Yücel, yaptığı açıklamalarda Yassı Ada’nın adının “Demokrasi ve Özgürlükler Adası” olarak değiştirilmesinin ülkeye demokrasi ya da özgürlük getirmediğini belirtti. AKP döneminde Yassı Ada’nın adı değiştirildikten sonra adada yapılan ilk işlemi de eleştiren Yücel, adadaki imar düzenlemeleriyle ilgili sert eleştirilerde bulundu. Yargılamaların yapıldığı spor salonu ve Adnan Menderes’in kaldığı oda gibi tarihi mekanların yıkıldığını ve adanın betonlaştırıldığını dile getirdi. Yücel, Erdoğan’ın Anayasa üzerindeki söylemlerine de atıfta bulunarak, mevcut Anayasa’nın dahi uygulanmadığını belirtti ve yeni, daha demokratik bir Anayasa yapımında hükümetin samimi olamayacağını ifade etti.
Yücel ayrıca, Erdoğan’ın her 27 Mayıs’ta Adnan Menderes ve arkadaşlarının hatırasını sömürerek demokrasi dersi vermesine tepki gösterdi ve Anayasa Mahkemesi kararlarının uygulanmasının önünü açması gerektiğini vurguladı. Ayrıca Yücel, Erdoğan’ın “Türkiye Yüzyılı Anayasası” söylemine de karşı çıkarak, bir Anayasanın isminin “Türkiye Cumhuriyeti Anayasası” olması gerektiğini savundu.

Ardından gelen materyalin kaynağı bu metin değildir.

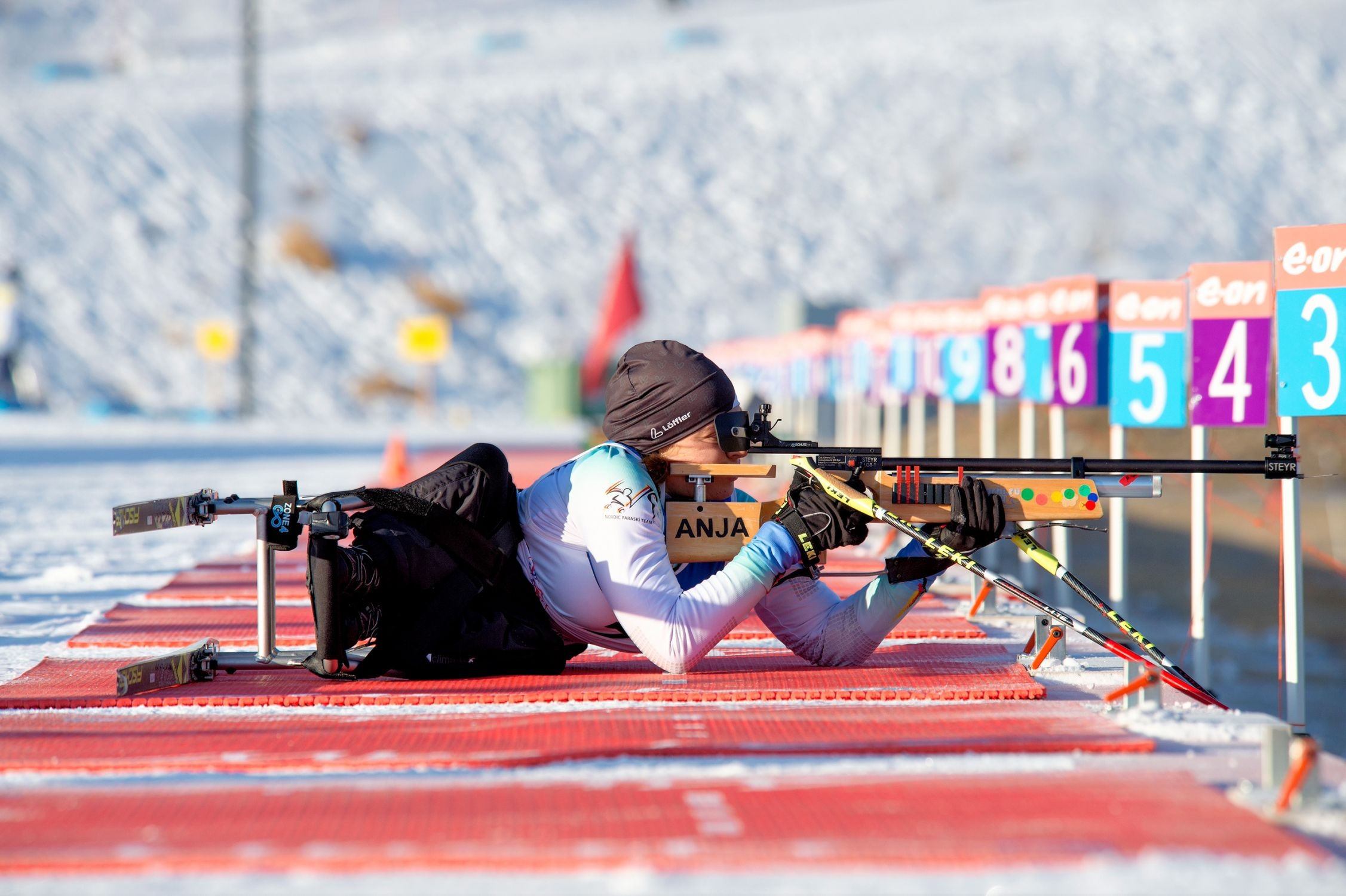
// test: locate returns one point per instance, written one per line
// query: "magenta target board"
(1072, 306)
(1232, 307)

Tartışmaların devam ettiği konu, Türkiye’nin geleceğine yönelik önemli bir adım olarak gözlemleniyor. Yassıada’nın tarihi ve sembolik önemi, yeni anayasa çalışmalarının yürütülmesinde dikkate alınması gereken bir husus olarak öne çıkıyor. Yücel’in eleştirileri, hükümetin yeni Anayasa yapım sürecinde ne kadar şeffaf ve demokratik bir yöntem izleyeceği konusunda da önemli ipuçları sunuyor. Erdoğan’ın açıklamalarının, Türkiye’nin demokratikleşme sürecine nasıl bir katkı sağlayacağı ise merak konusu olarak gündemdeki yerini koruyor.

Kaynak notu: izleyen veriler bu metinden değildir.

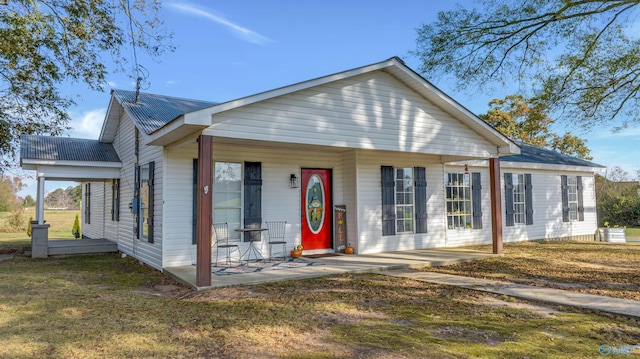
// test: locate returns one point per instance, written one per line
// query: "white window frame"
(405, 190)
(219, 190)
(519, 199)
(456, 216)
(572, 195)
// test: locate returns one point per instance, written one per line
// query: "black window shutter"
(420, 193)
(508, 199)
(152, 167)
(565, 198)
(528, 199)
(252, 196)
(580, 199)
(194, 205)
(113, 199)
(388, 201)
(476, 198)
(117, 201)
(136, 198)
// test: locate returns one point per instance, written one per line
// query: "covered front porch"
(66, 159)
(326, 266)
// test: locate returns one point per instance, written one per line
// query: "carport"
(63, 159)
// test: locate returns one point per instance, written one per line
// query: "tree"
(528, 121)
(29, 201)
(571, 145)
(617, 198)
(595, 79)
(48, 43)
(75, 196)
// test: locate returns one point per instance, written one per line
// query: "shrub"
(16, 219)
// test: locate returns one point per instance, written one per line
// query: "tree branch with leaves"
(576, 55)
(45, 44)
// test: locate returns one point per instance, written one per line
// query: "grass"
(107, 306)
(608, 269)
(632, 232)
(61, 223)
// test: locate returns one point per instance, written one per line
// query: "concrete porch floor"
(327, 266)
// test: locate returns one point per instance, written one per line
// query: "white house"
(413, 168)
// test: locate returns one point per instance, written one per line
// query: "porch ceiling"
(73, 170)
(192, 141)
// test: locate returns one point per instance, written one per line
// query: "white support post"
(40, 200)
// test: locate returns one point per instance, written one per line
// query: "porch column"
(40, 199)
(496, 205)
(204, 211)
(39, 230)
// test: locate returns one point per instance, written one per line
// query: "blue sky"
(231, 49)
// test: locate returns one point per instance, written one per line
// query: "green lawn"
(107, 306)
(61, 223)
(632, 232)
(609, 269)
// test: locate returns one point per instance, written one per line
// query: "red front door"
(316, 209)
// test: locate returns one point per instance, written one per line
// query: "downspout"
(136, 190)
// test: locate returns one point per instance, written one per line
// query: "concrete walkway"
(557, 296)
(327, 266)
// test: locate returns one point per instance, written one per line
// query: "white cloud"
(627, 132)
(244, 33)
(88, 124)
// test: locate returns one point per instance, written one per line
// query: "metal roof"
(151, 112)
(533, 154)
(66, 149)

Sonuç olarak, Yassıada’da gerçekleşen Sempozyum ve ardından gelen açıklamalar, Türkiye’nin demokrasi, özgürlük ve Anayasa konularındaki hassasiyetini bir kez daha gündeme getirmiş durumda. Tartışmaların önümüzdeki günlerde de devam etmesi beklenirken, ülke siyasetinde önemli bir dönemeç olarak kayda geçecek gibi duruyor.